A essere protagonista di queste pagine è Elie, ebreo che viene da Vilnius, oggi capitale della Lituania e da cui si è allontanato perché non tollerava più lo stile di vita sempre uguale e monotono.
«L’uomo che è solo faccia faccia con il suo destino.»
Elie ora vive a Liegi, vive in una stanza affittata nella casa della signora Lange. Qui si invaghisce della figlia della donna, Louise. Ben presto entra in scena Michel, dai capelli e gli occhi scuri, dalla veste elegante, dalle tante possibilità. Ha vissuto una vita più agiata, Michel, può tutto e in tutto quel che può ha anche conquistato il cuore di Louise. Si accorge della gelosia di Elie che spia i due innamorati, spinge la ragazza a pose più audaci che invitano Elie al desiderio di vendetta e punizione per l’amore perduto.

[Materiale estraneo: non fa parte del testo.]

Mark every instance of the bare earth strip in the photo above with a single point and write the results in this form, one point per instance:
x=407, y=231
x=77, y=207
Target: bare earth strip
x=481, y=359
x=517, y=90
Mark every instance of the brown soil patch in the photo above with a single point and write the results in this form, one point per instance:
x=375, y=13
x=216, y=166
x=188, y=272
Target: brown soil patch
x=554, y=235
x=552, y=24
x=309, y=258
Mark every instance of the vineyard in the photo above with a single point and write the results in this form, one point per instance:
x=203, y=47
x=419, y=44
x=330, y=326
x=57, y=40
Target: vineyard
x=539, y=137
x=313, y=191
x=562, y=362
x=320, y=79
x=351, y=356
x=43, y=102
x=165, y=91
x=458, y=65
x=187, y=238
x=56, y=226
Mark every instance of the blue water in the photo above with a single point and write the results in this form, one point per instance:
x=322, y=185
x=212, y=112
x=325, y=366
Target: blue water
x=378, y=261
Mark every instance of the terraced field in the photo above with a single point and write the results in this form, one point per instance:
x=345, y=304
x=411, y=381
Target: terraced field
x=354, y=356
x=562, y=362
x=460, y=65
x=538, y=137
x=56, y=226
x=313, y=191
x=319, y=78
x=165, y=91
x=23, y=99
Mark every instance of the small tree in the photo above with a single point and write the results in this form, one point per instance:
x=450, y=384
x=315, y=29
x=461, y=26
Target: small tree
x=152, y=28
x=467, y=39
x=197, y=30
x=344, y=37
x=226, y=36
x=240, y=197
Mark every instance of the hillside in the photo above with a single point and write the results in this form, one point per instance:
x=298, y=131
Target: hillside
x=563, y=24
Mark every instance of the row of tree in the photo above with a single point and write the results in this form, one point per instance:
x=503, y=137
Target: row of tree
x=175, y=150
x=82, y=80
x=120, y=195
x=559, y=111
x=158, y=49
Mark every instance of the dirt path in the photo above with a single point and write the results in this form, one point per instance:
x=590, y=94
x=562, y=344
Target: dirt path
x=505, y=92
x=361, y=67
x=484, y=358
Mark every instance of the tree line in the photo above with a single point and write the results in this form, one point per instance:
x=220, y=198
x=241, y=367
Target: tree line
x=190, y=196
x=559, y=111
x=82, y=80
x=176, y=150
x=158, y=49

La vendetta non tarderà ad arrivare in un giorno nebbioso in cui Elie sparerà in volto a Michel. Tutto potrà sembrare conclusosi ma non sarà così e nella seconda parte del romanzo assisteremo a un secondo periodo temporale successivo al primo in cui Elie sarà receptionist in un albergo. Qui riapparirà anche Michel ma anche il concetto e l’idea di vendetta come giustizia.

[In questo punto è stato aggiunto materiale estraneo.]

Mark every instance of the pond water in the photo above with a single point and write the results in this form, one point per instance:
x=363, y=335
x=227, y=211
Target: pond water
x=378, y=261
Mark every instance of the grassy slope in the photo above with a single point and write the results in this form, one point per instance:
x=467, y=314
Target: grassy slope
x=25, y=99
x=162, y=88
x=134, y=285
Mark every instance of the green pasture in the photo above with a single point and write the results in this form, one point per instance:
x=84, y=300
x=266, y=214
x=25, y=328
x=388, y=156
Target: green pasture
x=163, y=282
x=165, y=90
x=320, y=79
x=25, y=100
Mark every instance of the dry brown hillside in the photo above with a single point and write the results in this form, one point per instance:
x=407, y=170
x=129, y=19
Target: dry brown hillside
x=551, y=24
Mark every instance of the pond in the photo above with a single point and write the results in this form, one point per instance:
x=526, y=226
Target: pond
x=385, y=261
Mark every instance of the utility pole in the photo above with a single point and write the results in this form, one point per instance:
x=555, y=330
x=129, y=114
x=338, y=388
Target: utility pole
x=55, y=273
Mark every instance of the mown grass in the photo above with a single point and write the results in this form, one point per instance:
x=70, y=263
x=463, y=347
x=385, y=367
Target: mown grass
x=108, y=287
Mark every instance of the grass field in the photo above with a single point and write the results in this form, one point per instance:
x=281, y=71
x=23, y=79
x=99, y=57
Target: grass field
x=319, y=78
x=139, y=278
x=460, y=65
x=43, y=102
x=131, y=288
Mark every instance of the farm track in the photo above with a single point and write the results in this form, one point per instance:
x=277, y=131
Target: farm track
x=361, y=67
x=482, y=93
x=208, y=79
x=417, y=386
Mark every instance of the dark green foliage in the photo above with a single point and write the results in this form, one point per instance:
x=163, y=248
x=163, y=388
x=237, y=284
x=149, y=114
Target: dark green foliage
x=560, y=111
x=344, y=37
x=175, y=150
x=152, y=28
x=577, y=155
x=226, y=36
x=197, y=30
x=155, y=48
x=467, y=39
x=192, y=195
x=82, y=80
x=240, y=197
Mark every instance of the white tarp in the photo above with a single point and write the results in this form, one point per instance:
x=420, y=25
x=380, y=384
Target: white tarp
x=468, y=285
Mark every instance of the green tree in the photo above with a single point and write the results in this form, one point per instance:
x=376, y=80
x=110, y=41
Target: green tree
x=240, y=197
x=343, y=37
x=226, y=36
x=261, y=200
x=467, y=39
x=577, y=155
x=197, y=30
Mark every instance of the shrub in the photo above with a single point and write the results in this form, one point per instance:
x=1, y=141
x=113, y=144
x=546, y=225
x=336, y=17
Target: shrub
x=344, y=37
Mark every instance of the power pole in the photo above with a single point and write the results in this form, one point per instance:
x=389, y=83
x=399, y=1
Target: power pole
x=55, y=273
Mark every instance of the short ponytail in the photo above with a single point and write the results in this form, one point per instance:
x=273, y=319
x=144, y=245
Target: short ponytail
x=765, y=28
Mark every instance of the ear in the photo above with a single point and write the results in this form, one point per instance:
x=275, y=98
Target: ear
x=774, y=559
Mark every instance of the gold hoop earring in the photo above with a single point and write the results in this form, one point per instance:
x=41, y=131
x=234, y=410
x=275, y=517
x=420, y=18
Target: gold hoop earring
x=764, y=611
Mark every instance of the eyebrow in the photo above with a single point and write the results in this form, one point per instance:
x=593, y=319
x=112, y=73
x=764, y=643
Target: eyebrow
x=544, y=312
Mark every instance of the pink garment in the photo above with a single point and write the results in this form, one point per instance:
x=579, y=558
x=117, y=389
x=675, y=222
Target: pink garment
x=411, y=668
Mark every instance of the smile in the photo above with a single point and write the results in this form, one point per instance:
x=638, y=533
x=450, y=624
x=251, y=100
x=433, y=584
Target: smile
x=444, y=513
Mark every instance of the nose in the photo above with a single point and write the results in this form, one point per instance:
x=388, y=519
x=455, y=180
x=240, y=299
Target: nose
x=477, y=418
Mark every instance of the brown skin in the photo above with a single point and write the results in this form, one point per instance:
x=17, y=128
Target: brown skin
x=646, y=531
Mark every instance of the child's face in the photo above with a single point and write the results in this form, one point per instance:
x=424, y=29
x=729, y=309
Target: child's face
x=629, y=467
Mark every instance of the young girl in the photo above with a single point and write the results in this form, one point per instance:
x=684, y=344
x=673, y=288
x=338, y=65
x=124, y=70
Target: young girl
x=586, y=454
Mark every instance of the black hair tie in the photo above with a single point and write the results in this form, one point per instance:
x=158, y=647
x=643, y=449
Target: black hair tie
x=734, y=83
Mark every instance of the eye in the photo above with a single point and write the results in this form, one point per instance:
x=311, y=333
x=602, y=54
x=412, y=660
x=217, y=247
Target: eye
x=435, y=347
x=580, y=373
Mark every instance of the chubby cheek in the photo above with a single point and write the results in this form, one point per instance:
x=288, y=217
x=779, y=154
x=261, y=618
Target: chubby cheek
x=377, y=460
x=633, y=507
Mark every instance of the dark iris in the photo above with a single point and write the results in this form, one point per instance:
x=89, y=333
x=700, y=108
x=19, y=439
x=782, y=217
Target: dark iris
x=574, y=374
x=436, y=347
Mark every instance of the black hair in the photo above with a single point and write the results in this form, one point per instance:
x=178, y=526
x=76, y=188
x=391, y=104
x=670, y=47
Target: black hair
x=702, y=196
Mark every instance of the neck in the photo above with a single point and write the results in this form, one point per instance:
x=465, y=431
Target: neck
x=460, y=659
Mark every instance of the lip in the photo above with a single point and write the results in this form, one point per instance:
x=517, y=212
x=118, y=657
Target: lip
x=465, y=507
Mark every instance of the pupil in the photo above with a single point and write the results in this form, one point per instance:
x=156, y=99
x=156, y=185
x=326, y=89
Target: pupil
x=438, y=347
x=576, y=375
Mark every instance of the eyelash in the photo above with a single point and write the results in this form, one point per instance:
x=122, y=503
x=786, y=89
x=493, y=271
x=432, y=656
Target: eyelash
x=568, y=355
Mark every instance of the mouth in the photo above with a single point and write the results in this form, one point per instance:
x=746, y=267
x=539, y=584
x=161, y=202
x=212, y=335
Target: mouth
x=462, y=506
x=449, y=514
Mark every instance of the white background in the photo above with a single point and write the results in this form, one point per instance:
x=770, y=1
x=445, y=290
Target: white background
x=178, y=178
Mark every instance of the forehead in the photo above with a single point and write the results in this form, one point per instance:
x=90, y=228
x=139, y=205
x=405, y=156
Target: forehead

Per Simenon è molto importante il suo personaggio. Così come costruito questo torna e ritorna ma soprattutto non fugge dal suo destino, gli va al contrario incontro. Simenon, ancora, non giudica le azioni del suo protagonista, non è il canonico narratore onniscente. Le osserva, lascia che facciano il loro corso. Ciò non accade per i lettori che al contrario sono colpiti e spinti a riflettere dalle scelte, azioni e valutazioni dei personaggi.

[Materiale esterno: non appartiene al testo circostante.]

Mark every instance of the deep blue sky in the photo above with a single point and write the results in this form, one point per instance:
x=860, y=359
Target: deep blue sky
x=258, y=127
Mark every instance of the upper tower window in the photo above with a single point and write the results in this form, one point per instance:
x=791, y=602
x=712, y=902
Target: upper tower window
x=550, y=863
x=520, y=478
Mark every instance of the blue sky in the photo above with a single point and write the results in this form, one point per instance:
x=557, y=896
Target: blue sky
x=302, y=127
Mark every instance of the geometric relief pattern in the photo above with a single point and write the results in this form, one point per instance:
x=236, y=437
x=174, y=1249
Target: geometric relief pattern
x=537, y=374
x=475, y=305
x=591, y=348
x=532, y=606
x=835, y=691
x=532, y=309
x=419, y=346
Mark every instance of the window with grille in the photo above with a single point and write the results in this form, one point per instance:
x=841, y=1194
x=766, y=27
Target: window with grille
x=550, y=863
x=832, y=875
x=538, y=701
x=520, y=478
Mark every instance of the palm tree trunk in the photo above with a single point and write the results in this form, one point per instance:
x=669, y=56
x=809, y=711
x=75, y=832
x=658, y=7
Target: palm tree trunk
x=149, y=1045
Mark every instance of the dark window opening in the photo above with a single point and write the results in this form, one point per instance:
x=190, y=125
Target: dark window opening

Non manca ancora il confronto con l’anima nera, oscura e cupa dell’uomo. Non manca il rimando a Dostoevskij. I temi affrontati sono tanti e si evolvono, così come si evolve lo stesso concetto di vendetta che nella seconda parte diventa una necessità, un fato, un qualcosa che si stacca dalle motivazioni iniziali ma che deve senza possibilità di appello essere perpetrata.
E non è forse la storia di Elie la storia di una resa dei conti prima di tutto con se stessi? Non è forse il resoconto tragico di un uomo ridicolo che si spinge ai confini massimi dell’illecito che finirà per risucchiarlo nell’ombra per l’eternità?
Un titolo duro, drammatico, crudele. Un libro che ci turba e in cui non troveremo mai una risposta a tutta la crudeltà di cui possiamo essere capaci.